What is the general overview of the data that you have? Is the data indexed or described in a specific way?

Who created it and when

Where did the data come from, and when was it created? Is it recent, or has it existed for a long time?

Who last modified it and when

Were any changes made to the data?  If yes, were the modifications recent?

Who can access or update it

Is this dataset public? Are special permissions needed to customize or modify the dataset?

Examples of metadata

In today’s digital world, metadata is everywhere, and it is becoming a more common practice to provide metadata on a lot of media and information you interact with. Here are some real-world examples of where to find metadata:

Photos

Whenever a photo is captured with a camera, metadata such as camera filename, date, time, and geolocation are gathered and saved with it.

Emails

When an email is sent or received, there is lots of visible metadata such as subject line, the sender, the recipient and date and time sent. There is also hidden metadata that includes server names, IP addresses, HTML format, and software details.

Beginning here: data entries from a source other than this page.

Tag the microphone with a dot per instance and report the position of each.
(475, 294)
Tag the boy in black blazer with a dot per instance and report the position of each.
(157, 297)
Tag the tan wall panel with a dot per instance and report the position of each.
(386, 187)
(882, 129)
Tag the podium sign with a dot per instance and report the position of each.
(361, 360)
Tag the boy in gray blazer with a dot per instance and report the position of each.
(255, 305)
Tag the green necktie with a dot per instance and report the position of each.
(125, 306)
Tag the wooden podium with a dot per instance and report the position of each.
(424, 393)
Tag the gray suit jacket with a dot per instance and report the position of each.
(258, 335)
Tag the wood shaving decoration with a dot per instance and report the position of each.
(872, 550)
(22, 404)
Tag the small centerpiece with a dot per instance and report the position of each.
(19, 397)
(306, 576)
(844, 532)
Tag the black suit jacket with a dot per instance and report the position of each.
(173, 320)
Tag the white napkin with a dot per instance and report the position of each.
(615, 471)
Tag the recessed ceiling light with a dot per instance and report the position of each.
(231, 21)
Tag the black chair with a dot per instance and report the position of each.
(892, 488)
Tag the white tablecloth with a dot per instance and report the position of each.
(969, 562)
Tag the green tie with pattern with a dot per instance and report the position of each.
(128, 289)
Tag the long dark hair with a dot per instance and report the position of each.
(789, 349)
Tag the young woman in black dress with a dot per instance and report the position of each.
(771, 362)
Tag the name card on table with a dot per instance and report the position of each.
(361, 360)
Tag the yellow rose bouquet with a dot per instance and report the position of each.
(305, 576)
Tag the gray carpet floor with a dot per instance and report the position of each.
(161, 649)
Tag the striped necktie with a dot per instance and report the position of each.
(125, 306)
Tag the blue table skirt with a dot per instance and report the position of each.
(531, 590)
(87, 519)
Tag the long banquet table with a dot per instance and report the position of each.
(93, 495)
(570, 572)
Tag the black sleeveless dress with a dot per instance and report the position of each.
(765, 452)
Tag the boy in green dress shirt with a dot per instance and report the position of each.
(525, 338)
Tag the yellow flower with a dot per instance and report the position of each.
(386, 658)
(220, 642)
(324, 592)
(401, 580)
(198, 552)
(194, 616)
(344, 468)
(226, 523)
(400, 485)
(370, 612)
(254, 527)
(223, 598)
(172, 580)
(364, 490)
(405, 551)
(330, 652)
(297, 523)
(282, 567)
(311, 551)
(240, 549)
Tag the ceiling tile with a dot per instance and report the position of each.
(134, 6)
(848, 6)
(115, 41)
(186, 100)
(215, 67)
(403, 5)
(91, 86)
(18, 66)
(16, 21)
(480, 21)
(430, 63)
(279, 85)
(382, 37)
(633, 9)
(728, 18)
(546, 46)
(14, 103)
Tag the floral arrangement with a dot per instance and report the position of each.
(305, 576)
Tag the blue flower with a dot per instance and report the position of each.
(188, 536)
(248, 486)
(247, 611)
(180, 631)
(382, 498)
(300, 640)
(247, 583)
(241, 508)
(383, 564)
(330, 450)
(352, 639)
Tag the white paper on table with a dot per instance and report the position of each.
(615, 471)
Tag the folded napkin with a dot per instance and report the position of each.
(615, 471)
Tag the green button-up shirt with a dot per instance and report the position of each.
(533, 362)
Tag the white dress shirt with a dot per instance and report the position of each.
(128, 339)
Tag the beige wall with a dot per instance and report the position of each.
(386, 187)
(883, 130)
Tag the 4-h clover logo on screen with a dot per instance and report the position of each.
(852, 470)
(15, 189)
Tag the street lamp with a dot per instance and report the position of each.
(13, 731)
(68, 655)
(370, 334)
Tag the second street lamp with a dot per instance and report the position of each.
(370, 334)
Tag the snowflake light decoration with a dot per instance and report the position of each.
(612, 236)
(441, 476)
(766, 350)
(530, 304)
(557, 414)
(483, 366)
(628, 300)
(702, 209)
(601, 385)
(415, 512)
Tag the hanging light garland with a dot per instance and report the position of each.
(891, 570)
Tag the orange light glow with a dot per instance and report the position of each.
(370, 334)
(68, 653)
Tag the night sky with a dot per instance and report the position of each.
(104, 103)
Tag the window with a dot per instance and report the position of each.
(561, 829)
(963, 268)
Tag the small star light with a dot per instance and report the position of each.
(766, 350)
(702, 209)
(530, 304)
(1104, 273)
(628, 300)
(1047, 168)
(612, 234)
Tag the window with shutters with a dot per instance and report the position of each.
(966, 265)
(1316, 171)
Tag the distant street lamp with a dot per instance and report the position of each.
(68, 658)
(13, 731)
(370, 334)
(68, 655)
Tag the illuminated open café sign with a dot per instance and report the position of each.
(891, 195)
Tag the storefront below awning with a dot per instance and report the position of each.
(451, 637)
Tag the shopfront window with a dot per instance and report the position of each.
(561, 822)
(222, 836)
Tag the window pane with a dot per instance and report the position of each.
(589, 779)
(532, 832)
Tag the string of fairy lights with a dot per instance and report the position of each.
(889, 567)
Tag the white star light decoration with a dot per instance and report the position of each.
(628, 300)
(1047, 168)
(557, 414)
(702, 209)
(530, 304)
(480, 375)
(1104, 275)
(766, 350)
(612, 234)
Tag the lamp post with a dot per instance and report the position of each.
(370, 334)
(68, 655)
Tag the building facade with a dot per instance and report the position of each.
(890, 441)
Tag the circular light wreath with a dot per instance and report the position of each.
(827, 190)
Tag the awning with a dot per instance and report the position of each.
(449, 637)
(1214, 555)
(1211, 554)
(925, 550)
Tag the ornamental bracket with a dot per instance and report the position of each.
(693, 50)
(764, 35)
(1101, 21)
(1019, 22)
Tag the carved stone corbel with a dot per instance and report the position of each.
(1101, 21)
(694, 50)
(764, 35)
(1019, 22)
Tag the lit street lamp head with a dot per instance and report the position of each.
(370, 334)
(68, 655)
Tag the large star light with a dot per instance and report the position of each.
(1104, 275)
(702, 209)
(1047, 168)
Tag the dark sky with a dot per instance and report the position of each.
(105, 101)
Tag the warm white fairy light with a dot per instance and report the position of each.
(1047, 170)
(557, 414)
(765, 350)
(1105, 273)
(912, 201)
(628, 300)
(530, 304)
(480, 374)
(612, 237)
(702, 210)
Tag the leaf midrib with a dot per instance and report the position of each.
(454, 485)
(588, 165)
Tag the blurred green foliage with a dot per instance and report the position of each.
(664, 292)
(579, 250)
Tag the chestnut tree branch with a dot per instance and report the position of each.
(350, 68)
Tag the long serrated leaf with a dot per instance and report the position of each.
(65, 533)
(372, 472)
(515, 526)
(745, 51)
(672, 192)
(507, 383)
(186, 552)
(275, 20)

Spreadsheets and documents

Spreadsheets and documents are already filled with a considerable amount of data so it is no surprise that metadata would also accompany them. Titles, author, creation date, number of pages, user comments as well as names of tabs, tables, and columns are all metadata that one can find in spreadsheets and documents.

Websites

Every web page has a number of standard metadata fields, such as tags and categories, site creator’s name, web page title and description, time of creation and any iconography.

Digital files

Usually, if you right click on any computer file, you will see its metadata. This could consist of file name, file size, date of creation and modification, and type of file.

Books

Metadata is not only digital. Every book has a number of standard metadata on the covers and inside that will inform you of its title, author’s name, a table of contents, publisher information, copyright description, index, and a brief description of the book’s contents.

Data as you know it

Knowing the content and context of your data, as well as how it is structured, is very valuable in your career as a data analyst. When analyzing data, it is important to always understand the full picture. It is not just about the data you are viewing, but how that data comes together. Metadata ensures that you are able to find, use, preserve, and reuse data in the future. Remember, it will be your responsibility to manage and make use of data in its entirety; metadata is as important as the data itself.

Test your knowledge on metadata

TOTAL POINTS 4

Question 1

A large company has several data collections across its many departments. What kind of metadata indicates exactly how many collections a piece of data lives in?

  • Administrative
  • Structural
  • Descriptive
  • Representative

Correct. Structural metadata indicates exactly how many collections data lives in. It provides information about how a piece of data is organized and whether it’s part of one, or more than one, data collection.

Question 2

The date and time a photo was taken is an example of which kind of metadata?

  • Representative
  • Administrative
  • Structural
  • Descriptive

Correct. The date and time a photo was taken is an example of administrative metadata. Administrative metadata indicates the technical source and details for a digital asset.

Question 3

A large metropolitan high school gives each of its students an ID number to differentiate them in its database. What kind of metadata are the ID numbers?

  • Descriptive
  • Administrative
  • Structural
  • Representative

Correct. The ID numbers are descriptive metadata. Descriptive metadata describes a piece of data or can be used to identify it at any time.

Question 4

A company needs to merge third-party data with its own data. Which of the following actions will help make this process successful? Select all that apply.

  • Use the metadata to standardize the data.
  • Alter the company’s metadata to more closely reflect the incoming metadata.
  • Replace the incoming data’s metadata with its own company metadata.
  • Use the metadata to evaluate the third-party data’s quality and credibility.

Correct. The company can use the metadata to standardize the data and evaluate the third-party data’s quality and credibility.